Мы сразу же разговорились и скоро подружились. Петр Петрович жестоко скучал в своей каморке при гарнизонной типографии. Иногда забирал меня из полка к себе. Я писал ему «фронтовой юмор», сатирические стишки против Гитлера под псевдонимом Семен Шило, а потом было великое отдохновение и вселенский треп.

Петр Петрович современную поэзию не признавал. Симонова называл «мещанский писатель». Любил забористую французскую прозу и Хемингуэя. Над Ромен Ролланом посмеивался, говоря, что Кола Брюньон – это наш Фома Смыслов.

Стихи мои, выслушав, не одобрил. Сказал, что слишком умственные. И попросил:

– Прочтите что-нибудь другое. Лирику.

Я сам понимал, что в моих тогдашних стихах мало сердца. Хорошо, что они затерялись, ежели где-то и бродят, то под другим именем. Бог с ними.

В ту пору случилось небольшое происшествие, мною начисто забытое, вполне достойное сентиментального рассказа. Изложу вкратце.

Я написал письмо незнакомой девушке, которую видел один раз, а адрес ее узнал случайно. Это явствует из письма. Девушка на письмо не ответила, но его сохранила.

Через сорок лет, к шестидесятилетию адресата, письмо это всплыло, был, по случайности, опознан его автор.

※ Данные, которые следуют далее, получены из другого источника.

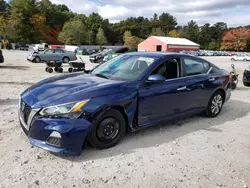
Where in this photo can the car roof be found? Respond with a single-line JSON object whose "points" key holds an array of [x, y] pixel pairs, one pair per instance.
{"points": [[157, 54]]}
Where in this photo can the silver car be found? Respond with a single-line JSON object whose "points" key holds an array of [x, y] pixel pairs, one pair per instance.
{"points": [[52, 55]]}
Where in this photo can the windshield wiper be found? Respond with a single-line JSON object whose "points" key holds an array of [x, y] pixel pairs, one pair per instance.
{"points": [[102, 76]]}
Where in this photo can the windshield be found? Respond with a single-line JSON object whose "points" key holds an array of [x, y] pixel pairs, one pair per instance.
{"points": [[124, 67]]}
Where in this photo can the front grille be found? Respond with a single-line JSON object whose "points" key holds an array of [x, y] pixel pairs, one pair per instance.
{"points": [[54, 141], [25, 110]]}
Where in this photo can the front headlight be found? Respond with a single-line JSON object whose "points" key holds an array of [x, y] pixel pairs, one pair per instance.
{"points": [[68, 110]]}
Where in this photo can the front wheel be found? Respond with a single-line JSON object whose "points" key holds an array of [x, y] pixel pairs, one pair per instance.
{"points": [[65, 59], [215, 104], [109, 130], [246, 84], [37, 59]]}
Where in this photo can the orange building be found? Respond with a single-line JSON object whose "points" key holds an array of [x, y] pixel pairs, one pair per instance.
{"points": [[167, 44]]}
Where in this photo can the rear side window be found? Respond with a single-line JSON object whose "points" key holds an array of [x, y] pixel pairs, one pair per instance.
{"points": [[195, 67]]}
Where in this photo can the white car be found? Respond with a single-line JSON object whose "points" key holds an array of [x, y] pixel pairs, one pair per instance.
{"points": [[240, 58]]}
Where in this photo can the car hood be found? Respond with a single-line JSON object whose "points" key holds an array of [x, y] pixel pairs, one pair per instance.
{"points": [[69, 88]]}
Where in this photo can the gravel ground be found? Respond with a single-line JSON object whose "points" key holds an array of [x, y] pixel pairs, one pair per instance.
{"points": [[195, 152]]}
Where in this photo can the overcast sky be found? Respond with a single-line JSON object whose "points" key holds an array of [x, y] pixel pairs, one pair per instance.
{"points": [[233, 12]]}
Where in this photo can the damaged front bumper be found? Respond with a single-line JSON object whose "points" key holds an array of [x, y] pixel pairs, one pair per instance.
{"points": [[62, 136]]}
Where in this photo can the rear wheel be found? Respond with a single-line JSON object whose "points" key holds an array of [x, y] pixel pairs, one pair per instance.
{"points": [[246, 84], [65, 59], [37, 59], [49, 70], [60, 69], [109, 130], [215, 104], [70, 69]]}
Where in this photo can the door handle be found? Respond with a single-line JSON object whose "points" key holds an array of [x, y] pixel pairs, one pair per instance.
{"points": [[182, 88], [211, 79]]}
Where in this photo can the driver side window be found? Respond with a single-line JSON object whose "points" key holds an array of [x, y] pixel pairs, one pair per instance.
{"points": [[168, 69]]}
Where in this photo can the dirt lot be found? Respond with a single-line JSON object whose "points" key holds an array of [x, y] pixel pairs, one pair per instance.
{"points": [[195, 152]]}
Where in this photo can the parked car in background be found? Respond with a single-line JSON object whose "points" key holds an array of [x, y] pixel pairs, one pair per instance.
{"points": [[240, 57], [130, 92], [21, 46], [98, 58], [52, 55], [41, 47], [1, 57]]}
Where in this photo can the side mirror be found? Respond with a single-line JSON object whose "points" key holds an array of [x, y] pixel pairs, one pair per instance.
{"points": [[156, 79]]}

Девушка стала впоследствии известной актрисой, народной артисткой РСФСР Эрой Васильевной Сусловой. Я прибыл в Горький на ее юбилей. Наша трогательная встреча стала сюжетом местной прессы и телевидения. Только мы с Эрой Васильевной никак не могли вспомнить, вследствие каких обстоятельств было написано письмо и виделись ли мы вообще.

Нестеровский, может быть, в итоге наших разговоров, вознамерился отпроситься на фронт, а меня пристроить в газету.

Чтобы представить мой талант во всем блеске, он подрядил меня сочинять веселые вирши для новогоднего бала гарнизонных офицеров в Доме Красной Армии.

Ух и развернулся же я во всю силу воображения, заглушая голодные спазмы желудка армейскими остротами в форме стихотворного конферанса. Начальник Дома был доволен. Он пригласил меня на бал. Однако обмундирование мое было в столь плачевном состоянии, что пришлось позвонить командиру седьмого полка с просьбой приодеть. Командир седьмого полка приказал мне явиться. В назначенное время я предстал перед ним. Это был пожилой угрюмый подполковник с деревянной ногой.

Нитяной мех моей ушанки свалялся и выцвел. Шинель протерлась до мешковины, была коротка и бахромчата снизу, перехвачена лямочным поясом и приоткрывала залатанные колени хлопчатобумажных брюк, давно бывших в употреблении. Так же бахромчаты были залоснившиеся обмотки. Башмаки велики и трижды побывали в ремонте.

Подполковник довольно долго глядел на меня, потом с сомнением спросил:

– Это вы – поэт?

– Так точно, товарищ полковник, – бодро отвечал я, от волнения путая чины.

– А как у тебя внутри? – спросил командир полка не так уже строго, имея в виду части одежды, прикрытые шинелью.

– Тоже плохо, – бодро отрапортовал я.

Командир улыбнулся, позвал интенданта и велел одеть меня во все новое. Это был второй мой гонорар, полученный за юмор. Я удивил всю роту. И многие поверили в силу слова.

Новогодний бал состоялся, но я на нем почти не присутствовал. Военный конферансье из актеров быстро надрался, текст позабыл и нес отсебятину. Лучшие остроты пропали, а остальное заглушал духовой оркестр. Потом заиграл баян. Начались танцы.

Офицерские девчонки визжали и блевали в углах, а присутствовавшее поначалу командование брезгливо удалилось.

Мы с Нестеровским забрались в его каморку, распили бутылочку, поболтали «за жизнь» и часов в одиннадцать завалились спать.

Новый, 1944 год пришел к нам во сне.

Январь протянулся в смутном ожидании. Петр Петрович уехал, на прощание сведя меня с существом всемогущим – с полковым писарем. Тот обещал командировку в Москву.